Now that I'm on my fourth pregnancy, I can say that I've learned some useful things.
1. You need to pay attention to what your body is telling you. If you're tired, find a way to rest. If you're hungry, you should eat. If you are having a craving (within reason), go with it. If you get clumsy (I start dropping things and spilling things almost immediately after conceiving and well before I would normally have a clue), use extra care.
2. If you are tall (like I am), start cooking on the back burners. My belly and maternity tops would overhang counter tops and stove tops. Verrrry unsafe situation. Besides, when the kids are tall enough to reach that high, It's an extra precaution to keep them safe.
3. Get a sense of humor if you don't already have one. Revel in the absurd things that happen to you when you are pregnant. It's a training ground for the funny absurd things you experience as a parent.
4. The waiting is hard, but it will eventually end. Every time I've been pregnant, the wait has been less of a burden because I am more and more distracted by life with my growing family.
5. The last trimester of pregnancy is going to be uncomfortable. Some things help, some things don't, but eventually you just want your baby out at all costs.
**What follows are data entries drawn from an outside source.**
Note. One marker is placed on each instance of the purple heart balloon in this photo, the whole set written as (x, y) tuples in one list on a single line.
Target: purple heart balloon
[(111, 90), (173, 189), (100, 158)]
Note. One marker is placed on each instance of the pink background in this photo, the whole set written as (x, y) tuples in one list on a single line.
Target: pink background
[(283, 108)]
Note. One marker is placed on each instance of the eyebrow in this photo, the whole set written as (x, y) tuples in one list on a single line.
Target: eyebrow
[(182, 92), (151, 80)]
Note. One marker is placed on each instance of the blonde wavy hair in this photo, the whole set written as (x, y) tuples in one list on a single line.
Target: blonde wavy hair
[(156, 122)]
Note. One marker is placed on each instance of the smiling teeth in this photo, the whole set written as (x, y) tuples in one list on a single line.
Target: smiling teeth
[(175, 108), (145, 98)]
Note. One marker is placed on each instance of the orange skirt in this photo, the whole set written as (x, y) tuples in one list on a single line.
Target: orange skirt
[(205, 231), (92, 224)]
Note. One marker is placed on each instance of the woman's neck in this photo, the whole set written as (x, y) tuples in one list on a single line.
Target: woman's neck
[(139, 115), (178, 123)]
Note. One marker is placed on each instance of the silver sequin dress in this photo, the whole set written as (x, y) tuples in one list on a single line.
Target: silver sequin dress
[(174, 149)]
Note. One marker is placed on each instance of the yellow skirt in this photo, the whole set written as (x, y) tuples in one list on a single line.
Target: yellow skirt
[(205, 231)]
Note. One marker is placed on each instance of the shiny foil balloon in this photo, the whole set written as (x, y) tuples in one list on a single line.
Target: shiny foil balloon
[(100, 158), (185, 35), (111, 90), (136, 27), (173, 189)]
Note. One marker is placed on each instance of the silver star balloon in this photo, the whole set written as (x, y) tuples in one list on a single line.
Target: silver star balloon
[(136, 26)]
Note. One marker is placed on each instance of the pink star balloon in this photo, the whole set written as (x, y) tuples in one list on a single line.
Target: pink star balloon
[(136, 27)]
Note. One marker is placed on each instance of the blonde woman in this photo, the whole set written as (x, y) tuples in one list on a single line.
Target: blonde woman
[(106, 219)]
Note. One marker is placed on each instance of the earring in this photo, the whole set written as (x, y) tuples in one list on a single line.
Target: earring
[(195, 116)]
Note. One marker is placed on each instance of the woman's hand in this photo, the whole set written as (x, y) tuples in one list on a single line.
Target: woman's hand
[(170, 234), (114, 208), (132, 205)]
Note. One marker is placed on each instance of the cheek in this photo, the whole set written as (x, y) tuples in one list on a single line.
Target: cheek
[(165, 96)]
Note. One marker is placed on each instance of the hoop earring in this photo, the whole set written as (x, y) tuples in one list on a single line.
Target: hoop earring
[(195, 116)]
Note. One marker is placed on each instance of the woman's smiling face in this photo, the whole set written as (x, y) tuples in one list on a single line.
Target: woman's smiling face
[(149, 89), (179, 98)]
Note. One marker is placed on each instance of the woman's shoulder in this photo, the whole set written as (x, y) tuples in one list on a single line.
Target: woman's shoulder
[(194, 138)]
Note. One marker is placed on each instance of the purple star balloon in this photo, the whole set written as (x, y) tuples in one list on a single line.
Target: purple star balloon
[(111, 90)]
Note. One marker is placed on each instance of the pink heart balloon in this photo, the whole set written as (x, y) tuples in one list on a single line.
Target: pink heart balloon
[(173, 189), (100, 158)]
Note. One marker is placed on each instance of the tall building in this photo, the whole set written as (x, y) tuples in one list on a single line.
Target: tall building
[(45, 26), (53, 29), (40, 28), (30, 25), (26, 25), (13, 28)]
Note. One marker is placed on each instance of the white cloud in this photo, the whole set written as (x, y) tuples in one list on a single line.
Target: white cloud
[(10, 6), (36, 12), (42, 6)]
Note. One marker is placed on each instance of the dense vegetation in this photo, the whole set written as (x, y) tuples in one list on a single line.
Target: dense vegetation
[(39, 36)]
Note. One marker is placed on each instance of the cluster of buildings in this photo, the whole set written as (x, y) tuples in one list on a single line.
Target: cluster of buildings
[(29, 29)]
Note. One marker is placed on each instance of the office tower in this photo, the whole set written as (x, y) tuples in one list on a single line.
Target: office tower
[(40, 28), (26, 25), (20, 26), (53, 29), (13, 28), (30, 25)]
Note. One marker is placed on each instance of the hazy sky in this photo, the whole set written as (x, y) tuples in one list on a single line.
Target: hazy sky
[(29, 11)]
6. Try to stay active in some way during pregnancy. I like to go for walks. In my first pregnancy I had a route that was about 1.5 miles. Near the end, I had to decrease it to around the block (and it was a small block). But good health helps you recover afterwards faster. We've moved since then, and my current walk is more like 0.8 miles with some hills. Of course now I've got two kids to herd as well. So my walk now involves pushing two kids in a double stroller or pushing one in a jogging stroller while the other uses her tricycle (As an added exercise the tricycler needs to be pushed up hill every once in a while which can be accomplished by bumping the jogging stroller on her back bumper). The activity improves mine and my kids moods and does seem to help my overall health. I've impressed my doctor with how much exercise I get. Of course, if you have preschoolers or toddlers as well, then that is a built in exercise program, too.
7. No matter how you carry your baby during your pregnancy, if you are visibly pregnant people will think you are nearly ready to have your baby. Don't take it as an insult or slur against you. They don't know what they are talking about. Even when they have been through it themselves, they forget how big a woman at 9 months pregnant really is. I've gotten big faster each pregnancy and this time had people making comments about the baby's imminent arrival when I was only 4 months pregnant. In my case, I carry my babies out in front as if I swallowed a basketball. I don't look pregnant from behind and have visibly startled store clerks who come up behind me and ask me if I need help finding something. By the time I am 9 months pregnant I have a huge belly sticking out in front and people around me start acting like I am a bomb ready to go off.
8. As a corrolary to the last point, people will ask you at some point if you are having twins. The closer you are to your due date the more likely they will say "are you sure you're not having twins? You're so big." Just remember that they probably haven't been around a woman pregnant with twins lately.
Well, that is probably enough on pregnancy tonight. Maybe on another occasion I will have my say on what I've learned from being a parent.